Josef Bühler


Josef Bühler was a state secretary and deputy governor to the Nazi Germany-controlled General Government in Kraków during World War II.

Background

Bühler was born in Bad Waldsee into a Catholic family of 12 children. His father was a baker. After obtaining his degree in law he received an appointment to work under Hans Frank, a legal advisor to Adolf Hitler and the Nazi Party. He was also elected as a member of the Weimar and Nazi Reichstags.

Nazi career

Hans Frank was appointed Minister of Justice for Bavaria in 1933. Bühler became a member of NSDAP on 1 April 1933, according to his own testimony at the Nuremberg Trials, and was appointed administrator of the Court of Munich. In 1935 he became district chief attorney.
In 1938 Hans Frank, now Reich Minister without portfolio, put him in charge of his cabinet office. After the invasion of Poland by Nazi Germany in September 1939, Frank was appointed Governor-General for the occupied Polish territories and Bühler accompanied him to Kraków to take up the post of State Secretary of the General Government, also serving as Frank's deputy. He was given the honorary rank of SS-Brigadeführer by Reichsführer-SS Heinrich Himmler around this time.
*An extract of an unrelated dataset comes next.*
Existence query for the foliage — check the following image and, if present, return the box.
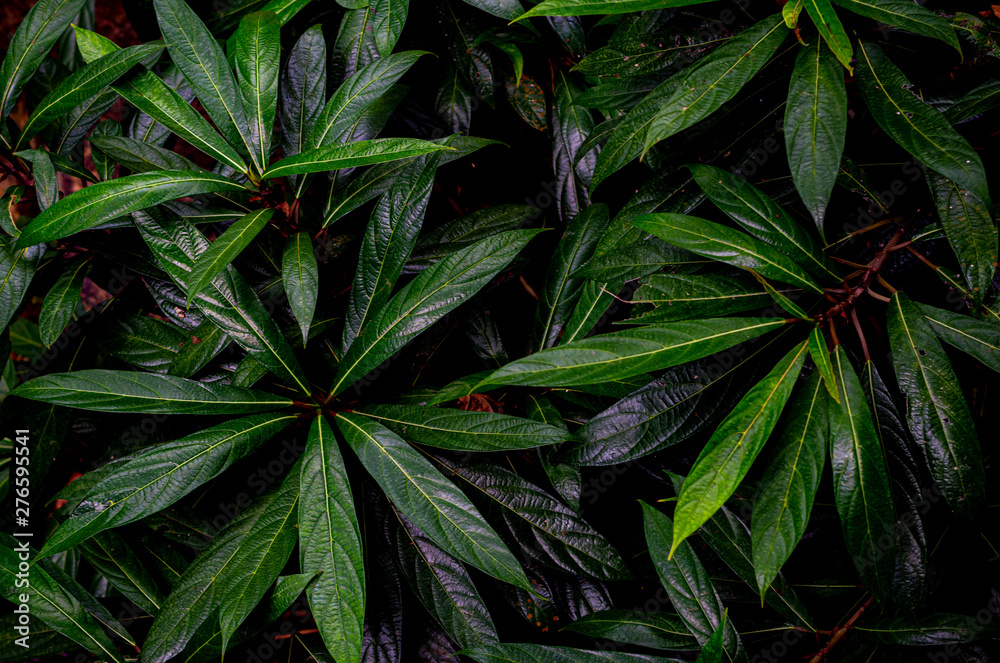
[0,0,998,661]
Wannsee Conference and Final Solution

Bühler attended the Wannsee Conference on 20 January 1942 as the representative from the Governor General's office. During this conference, which discussed the imposition of the 'Final Solution of the Jewish Question in the German Sphere of Influence in Europe', Bühler stated to the other conference attendees the importance of solving 'the Jewish Question in the General Government as quickly as possible'.

Postwar

After the war, Bühler testified on Frank's behalf at the Nuremberg Trials. He was later extradited to Poland and tried before the Supreme National Tribunal of Poland for crimes against humanity, sentenced to death and the forfeiture of all property on 10 July 1948 and executed by hanging on 22 August at Montelupich Prison in Kraków.

In popular media

Bühler played a major part in the 1992 alternate history Fatherland, written by Robert Harris. In the novel, Nazi Germany continued to fight the Soviet Union well into the 1960s and had hopes of building an alliance and ending its Cold War with the United States. Bühler continued to serve in the novel in the General Government until 1951, when he was wounded by Polish resistance and was forced to retire. The discovery of Bühler's corpse in the Havel at the beginning of the novel sparks the investigation by the protagonist, Xavier March, a major in the now peace-time SS police force. That investigation leads to the discovery of the Final Solution. It turns out that Bühler was murdered by the Gestapo during an attempt to cover all traces of the Final Solution, which Bühler had helped to instigate.
In the 2001 HBO film Conspiracy, which portrayed the Wannsee Conference, Bühler was played by the British actor Ben Daniels.